John Tulin, President of SWANK INC reported increased net sales and improved operating results for the Company's first quarter ended March 31, 2006:
The Company's net income for the quarter ended March 31, 2006 was $24,000 compared to a net loss of $871,000 for the corresponding quarter last year. Last year's net loss included a non-recurring gain of $75,000 related to the termination of the lease on the Company's former Norwalk, Connecticut belt manufacturing facility. Net sales for the quarter increased 15 percent compared to the prior year due mainly to higher sales of both the Company's men's jewelry and belt merchandise.
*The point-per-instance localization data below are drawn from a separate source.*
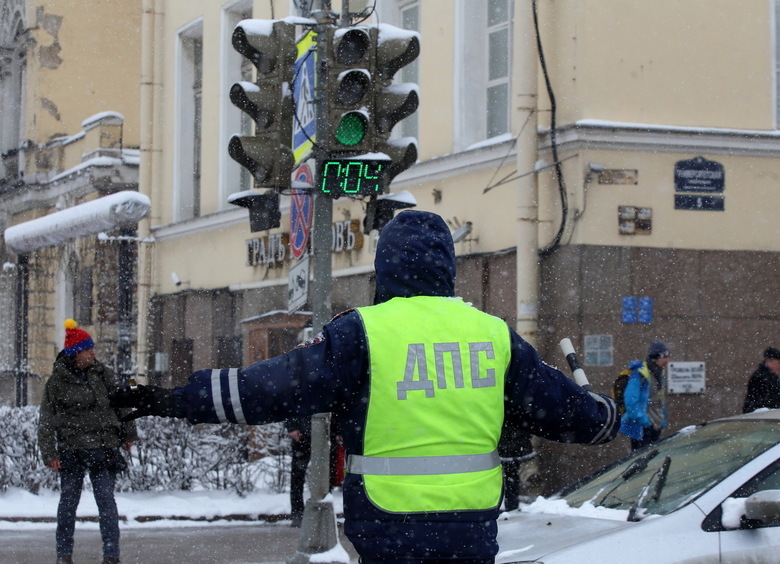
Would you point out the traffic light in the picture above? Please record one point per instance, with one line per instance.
(363, 104)
(270, 46)
(395, 48)
(349, 90)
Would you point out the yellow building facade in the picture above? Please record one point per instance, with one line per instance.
(616, 187)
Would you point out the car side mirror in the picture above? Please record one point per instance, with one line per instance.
(764, 506)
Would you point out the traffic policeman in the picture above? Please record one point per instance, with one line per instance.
(421, 382)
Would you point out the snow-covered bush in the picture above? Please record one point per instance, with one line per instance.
(170, 454)
(20, 460)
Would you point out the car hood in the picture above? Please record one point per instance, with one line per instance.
(526, 537)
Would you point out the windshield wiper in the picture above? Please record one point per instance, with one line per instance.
(660, 475)
(634, 468)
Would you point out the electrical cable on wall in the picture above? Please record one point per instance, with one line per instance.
(553, 142)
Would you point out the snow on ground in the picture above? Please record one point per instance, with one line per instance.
(150, 509)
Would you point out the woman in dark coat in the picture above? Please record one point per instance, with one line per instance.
(80, 432)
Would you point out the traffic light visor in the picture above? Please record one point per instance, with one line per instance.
(352, 128)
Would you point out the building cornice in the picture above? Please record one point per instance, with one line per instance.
(582, 135)
(620, 136)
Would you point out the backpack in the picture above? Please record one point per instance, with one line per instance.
(619, 389)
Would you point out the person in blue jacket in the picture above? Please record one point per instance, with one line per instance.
(645, 397)
(421, 383)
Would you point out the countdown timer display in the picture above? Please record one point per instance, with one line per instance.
(351, 177)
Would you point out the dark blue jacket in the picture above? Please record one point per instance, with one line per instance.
(415, 256)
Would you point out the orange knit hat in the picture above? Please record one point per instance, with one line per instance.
(76, 340)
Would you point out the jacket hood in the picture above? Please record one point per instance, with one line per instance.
(415, 256)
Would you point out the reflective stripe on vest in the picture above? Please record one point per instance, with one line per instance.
(437, 371)
(422, 465)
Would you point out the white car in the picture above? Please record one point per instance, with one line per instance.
(708, 494)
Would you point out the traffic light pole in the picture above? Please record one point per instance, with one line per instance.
(318, 532)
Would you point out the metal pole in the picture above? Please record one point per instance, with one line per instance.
(22, 311)
(318, 529)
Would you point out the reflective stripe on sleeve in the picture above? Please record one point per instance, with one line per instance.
(216, 395)
(422, 465)
(235, 398)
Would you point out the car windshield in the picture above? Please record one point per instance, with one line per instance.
(673, 472)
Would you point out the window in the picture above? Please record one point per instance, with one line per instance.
(598, 350)
(13, 63)
(188, 131)
(483, 70)
(235, 68)
(499, 38)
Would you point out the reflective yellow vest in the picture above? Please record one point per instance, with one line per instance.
(436, 405)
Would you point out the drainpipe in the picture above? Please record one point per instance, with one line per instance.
(150, 36)
(22, 301)
(527, 189)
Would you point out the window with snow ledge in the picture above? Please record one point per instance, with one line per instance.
(483, 55)
(189, 77)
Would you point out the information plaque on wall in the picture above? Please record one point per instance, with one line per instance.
(686, 377)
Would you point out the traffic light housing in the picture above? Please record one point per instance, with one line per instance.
(349, 90)
(363, 104)
(270, 46)
(395, 48)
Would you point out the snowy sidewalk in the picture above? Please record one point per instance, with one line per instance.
(21, 509)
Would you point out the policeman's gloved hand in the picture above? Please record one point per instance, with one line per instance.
(147, 400)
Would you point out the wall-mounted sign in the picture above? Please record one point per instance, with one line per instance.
(298, 285)
(698, 175)
(686, 377)
(272, 250)
(636, 310)
(635, 221)
(704, 202)
(618, 176)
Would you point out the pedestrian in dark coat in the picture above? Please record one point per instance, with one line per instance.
(299, 431)
(420, 382)
(79, 432)
(764, 383)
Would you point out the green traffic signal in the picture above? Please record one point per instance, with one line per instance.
(351, 129)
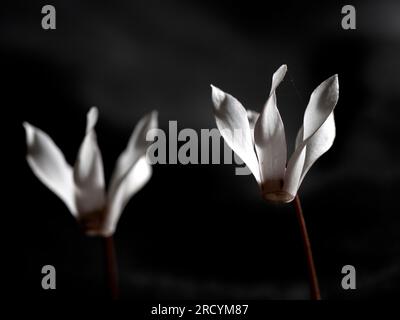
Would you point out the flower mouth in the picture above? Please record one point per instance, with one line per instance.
(278, 196)
(92, 223)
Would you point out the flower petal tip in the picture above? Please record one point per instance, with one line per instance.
(91, 118)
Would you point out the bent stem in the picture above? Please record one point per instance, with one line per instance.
(314, 287)
(111, 267)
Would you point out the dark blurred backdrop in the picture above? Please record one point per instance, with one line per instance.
(199, 231)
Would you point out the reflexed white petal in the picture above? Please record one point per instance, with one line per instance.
(318, 133)
(135, 150)
(88, 170)
(270, 142)
(322, 102)
(234, 126)
(138, 175)
(319, 143)
(48, 164)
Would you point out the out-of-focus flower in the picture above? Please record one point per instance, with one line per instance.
(259, 139)
(82, 186)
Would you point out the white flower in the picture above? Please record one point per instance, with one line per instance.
(82, 187)
(262, 144)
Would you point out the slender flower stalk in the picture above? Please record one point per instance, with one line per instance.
(259, 140)
(312, 273)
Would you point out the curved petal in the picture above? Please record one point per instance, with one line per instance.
(270, 141)
(317, 134)
(48, 164)
(234, 126)
(138, 175)
(88, 171)
(126, 171)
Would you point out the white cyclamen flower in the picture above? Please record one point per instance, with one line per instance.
(82, 187)
(261, 142)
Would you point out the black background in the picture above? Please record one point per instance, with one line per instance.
(200, 231)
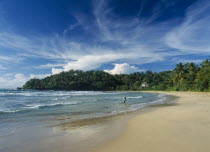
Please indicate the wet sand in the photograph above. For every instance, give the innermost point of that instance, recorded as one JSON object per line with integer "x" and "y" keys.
{"x": 182, "y": 127}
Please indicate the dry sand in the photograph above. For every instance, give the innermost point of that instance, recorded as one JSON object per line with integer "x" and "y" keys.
{"x": 184, "y": 127}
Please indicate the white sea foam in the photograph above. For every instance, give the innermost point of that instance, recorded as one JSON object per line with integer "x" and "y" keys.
{"x": 138, "y": 97}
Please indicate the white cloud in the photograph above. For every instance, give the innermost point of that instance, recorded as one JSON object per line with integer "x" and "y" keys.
{"x": 12, "y": 81}
{"x": 113, "y": 39}
{"x": 57, "y": 71}
{"x": 44, "y": 66}
{"x": 124, "y": 68}
{"x": 193, "y": 35}
{"x": 38, "y": 76}
{"x": 2, "y": 67}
Mr. Tulin continued, "Our belt business also performed well during the quarter. Net sales of our belt merchandise increased 18% due mainly to higher sales of private label collections to a variety of retailers and the continued strong performance of our Kenneth Cole collections. With a successful first quarter behind us, we are working on a number of new opportunities and look forward to the launch of new merchandise later this year associated with our new Nautica, Donald Trump, and Ted Baker licenses."
Net sales for the quarter ended March 31, 2006 increased $2,924,000 or 15% compared to the quarter ended March 31, 2005. The increase during the quarter was principally due to higher jewelry and belt net sales offset in part by a decrease in men's personal leather goods net sales. Net sales of our jewelry merchandise increased56 percent during the quarter compared to the prior year mainly due to additional shipments of both branded and private label collections.